Be a Legend! Der Karrieremodus wurde ebenfalls überarbeitet. Unter dem Namen
WWE 24/7 findet man nun einen Mix aus dem alten Storymodus und dem Managermodus. Neu ist dabei, dass man zwischen den Shows an bestimmten
Aktivitäten teilnehmen kann, um unter anderem das Ansehen bei den Fans zu steigern oder um sich zu erholen. Negativ sind allerdings die gelegentlich
unlogischen Zwischensequenzen bei den Storylines, die sich oft sogar wiederholen. Hier hat man sehr geschlampt und die Qualität der Storysequenzen des Vorgängers wird nicht erreicht. Der reine Managermodus entspricht dagegen fast genau dem vom letztem Jahr.

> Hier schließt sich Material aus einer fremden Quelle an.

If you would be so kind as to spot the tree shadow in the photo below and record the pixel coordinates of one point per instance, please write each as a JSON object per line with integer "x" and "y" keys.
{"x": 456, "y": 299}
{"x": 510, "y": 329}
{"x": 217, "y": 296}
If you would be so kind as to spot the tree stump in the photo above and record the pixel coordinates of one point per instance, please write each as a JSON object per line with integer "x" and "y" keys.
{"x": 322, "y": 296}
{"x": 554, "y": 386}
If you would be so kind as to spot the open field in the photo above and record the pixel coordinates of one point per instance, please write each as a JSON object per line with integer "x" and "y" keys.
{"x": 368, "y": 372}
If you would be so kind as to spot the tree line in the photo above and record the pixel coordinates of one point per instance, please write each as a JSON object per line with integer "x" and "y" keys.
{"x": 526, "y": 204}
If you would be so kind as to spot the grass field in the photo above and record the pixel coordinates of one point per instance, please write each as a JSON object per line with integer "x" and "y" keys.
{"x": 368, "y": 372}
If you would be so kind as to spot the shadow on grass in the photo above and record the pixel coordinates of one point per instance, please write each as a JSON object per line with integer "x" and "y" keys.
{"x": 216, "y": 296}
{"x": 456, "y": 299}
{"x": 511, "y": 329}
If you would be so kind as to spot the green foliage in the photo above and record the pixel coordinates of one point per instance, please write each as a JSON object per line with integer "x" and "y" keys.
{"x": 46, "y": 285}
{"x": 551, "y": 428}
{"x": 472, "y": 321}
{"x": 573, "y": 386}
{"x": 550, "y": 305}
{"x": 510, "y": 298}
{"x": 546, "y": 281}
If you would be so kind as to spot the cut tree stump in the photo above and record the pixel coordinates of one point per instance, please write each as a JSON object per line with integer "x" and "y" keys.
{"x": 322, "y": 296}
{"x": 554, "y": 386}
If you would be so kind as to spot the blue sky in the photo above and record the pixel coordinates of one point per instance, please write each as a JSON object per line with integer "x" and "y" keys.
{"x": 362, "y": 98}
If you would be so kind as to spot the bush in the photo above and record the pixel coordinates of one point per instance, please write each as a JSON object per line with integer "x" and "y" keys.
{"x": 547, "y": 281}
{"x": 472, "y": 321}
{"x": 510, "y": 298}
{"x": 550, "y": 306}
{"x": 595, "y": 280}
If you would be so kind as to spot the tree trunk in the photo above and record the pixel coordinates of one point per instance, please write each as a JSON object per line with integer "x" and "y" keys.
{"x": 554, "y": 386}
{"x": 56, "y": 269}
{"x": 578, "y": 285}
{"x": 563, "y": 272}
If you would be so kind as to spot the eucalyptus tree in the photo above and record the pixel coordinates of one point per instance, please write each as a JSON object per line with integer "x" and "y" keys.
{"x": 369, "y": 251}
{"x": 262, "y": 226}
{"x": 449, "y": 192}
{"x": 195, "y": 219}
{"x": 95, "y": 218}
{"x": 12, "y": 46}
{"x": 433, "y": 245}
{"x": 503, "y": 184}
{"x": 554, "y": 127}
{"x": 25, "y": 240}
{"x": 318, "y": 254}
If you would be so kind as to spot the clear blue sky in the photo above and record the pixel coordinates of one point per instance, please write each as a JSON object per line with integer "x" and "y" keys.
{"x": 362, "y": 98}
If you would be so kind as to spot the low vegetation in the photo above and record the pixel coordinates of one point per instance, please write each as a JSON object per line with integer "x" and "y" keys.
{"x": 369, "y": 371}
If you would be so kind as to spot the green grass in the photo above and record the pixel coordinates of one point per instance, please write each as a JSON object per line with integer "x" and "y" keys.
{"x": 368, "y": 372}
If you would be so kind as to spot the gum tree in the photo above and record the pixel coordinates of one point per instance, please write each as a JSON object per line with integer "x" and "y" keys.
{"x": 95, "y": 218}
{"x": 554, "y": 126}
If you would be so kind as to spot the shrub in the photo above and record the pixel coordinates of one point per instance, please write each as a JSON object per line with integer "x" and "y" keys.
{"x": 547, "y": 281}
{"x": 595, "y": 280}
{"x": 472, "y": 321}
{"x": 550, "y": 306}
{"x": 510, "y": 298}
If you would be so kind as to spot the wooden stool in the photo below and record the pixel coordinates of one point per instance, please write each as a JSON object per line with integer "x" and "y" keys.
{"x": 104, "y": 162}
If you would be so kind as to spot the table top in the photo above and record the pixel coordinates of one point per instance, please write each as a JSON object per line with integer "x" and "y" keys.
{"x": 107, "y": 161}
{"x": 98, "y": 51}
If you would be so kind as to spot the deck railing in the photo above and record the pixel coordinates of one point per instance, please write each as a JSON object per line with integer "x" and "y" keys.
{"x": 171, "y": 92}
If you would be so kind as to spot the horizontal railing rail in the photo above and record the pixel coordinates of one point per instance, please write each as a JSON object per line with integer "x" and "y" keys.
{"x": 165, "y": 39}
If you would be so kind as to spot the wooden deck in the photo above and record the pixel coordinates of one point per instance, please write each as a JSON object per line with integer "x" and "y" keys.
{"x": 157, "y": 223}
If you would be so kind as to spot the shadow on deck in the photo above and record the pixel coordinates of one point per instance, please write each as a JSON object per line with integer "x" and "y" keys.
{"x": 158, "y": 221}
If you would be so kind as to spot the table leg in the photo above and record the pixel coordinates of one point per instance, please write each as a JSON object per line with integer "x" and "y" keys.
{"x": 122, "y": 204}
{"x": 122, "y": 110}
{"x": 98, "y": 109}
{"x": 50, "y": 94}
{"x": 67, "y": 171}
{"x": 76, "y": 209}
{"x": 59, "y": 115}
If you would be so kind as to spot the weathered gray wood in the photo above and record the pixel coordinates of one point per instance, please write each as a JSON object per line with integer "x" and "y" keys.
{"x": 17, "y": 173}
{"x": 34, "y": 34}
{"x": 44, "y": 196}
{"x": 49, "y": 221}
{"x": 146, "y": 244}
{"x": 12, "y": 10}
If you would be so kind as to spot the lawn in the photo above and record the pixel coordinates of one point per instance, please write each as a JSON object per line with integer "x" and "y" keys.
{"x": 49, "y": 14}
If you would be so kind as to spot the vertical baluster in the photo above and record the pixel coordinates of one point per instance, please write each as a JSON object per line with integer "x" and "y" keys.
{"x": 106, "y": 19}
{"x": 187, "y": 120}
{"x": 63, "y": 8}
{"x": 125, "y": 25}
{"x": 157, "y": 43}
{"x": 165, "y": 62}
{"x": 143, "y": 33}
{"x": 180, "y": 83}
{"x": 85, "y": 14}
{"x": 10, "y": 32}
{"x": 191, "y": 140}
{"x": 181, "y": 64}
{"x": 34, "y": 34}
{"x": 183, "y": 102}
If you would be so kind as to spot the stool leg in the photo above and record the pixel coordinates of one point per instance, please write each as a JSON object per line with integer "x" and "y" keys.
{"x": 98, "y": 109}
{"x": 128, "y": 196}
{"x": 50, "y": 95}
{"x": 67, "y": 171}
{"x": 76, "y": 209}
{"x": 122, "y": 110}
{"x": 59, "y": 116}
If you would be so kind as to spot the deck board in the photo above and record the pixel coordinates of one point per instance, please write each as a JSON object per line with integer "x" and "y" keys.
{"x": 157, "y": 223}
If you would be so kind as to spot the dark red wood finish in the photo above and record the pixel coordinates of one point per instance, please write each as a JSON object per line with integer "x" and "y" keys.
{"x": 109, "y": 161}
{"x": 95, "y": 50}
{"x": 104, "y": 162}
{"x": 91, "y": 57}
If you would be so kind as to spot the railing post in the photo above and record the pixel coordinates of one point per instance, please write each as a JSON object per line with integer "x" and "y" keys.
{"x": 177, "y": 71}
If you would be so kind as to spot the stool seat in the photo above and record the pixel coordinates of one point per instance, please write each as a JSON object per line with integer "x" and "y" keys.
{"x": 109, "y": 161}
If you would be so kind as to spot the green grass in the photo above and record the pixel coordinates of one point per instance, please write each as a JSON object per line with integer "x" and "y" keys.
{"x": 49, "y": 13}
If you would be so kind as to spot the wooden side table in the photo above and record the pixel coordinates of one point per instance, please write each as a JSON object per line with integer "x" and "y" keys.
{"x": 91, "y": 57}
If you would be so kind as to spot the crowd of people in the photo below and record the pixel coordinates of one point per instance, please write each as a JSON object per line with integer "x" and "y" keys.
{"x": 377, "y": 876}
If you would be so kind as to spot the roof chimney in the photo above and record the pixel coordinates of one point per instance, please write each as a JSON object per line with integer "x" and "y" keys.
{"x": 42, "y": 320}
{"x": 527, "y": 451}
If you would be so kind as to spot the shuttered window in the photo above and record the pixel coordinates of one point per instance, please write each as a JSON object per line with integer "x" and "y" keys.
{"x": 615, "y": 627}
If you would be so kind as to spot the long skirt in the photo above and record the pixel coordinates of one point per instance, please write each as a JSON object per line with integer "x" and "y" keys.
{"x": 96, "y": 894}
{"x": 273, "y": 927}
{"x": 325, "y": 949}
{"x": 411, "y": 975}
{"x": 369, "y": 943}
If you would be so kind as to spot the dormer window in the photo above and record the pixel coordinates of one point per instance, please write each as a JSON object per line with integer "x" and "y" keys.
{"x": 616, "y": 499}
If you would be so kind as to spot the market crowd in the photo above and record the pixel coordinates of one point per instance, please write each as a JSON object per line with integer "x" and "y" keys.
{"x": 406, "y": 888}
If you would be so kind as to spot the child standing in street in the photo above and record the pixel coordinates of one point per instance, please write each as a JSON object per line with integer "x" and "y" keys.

Grafisch hat sich das Spiel nur wenig gesteigert. Vor allem in Sachen Beleuchtung und Schatten wurde einiges zugelegt, ansonsten zeigt sich das Spiel größtenteils im gleichen technischen Gewand wie die 2007er-Version, inklusive der bekannten Schwächen wie zum Beispiel auftretenden Clipping-Fehlern. Man merkt deutlich, dass das Entwicklerteam immer noch nur eine weiterentwickelte PS2-Engine mit sich rumschleppt. Es wird wohl Zeit, die PS2 endlich hinter sich zu lassen und eine von Grund auf neu entwickelte Engine zu benutzen. Der Soundtrack des Spiels bietet gewohnte Qualität, ebenso die Soundeffekte. Eine Abmahnung gibt es allerdings für die Audiokommentare: Bis auf wenige Ausnahmen wurde wieder mal genau der gleiche wie schon 2007 und 2006 benutzt. Dreimal recyclen ist zuviel des Guten!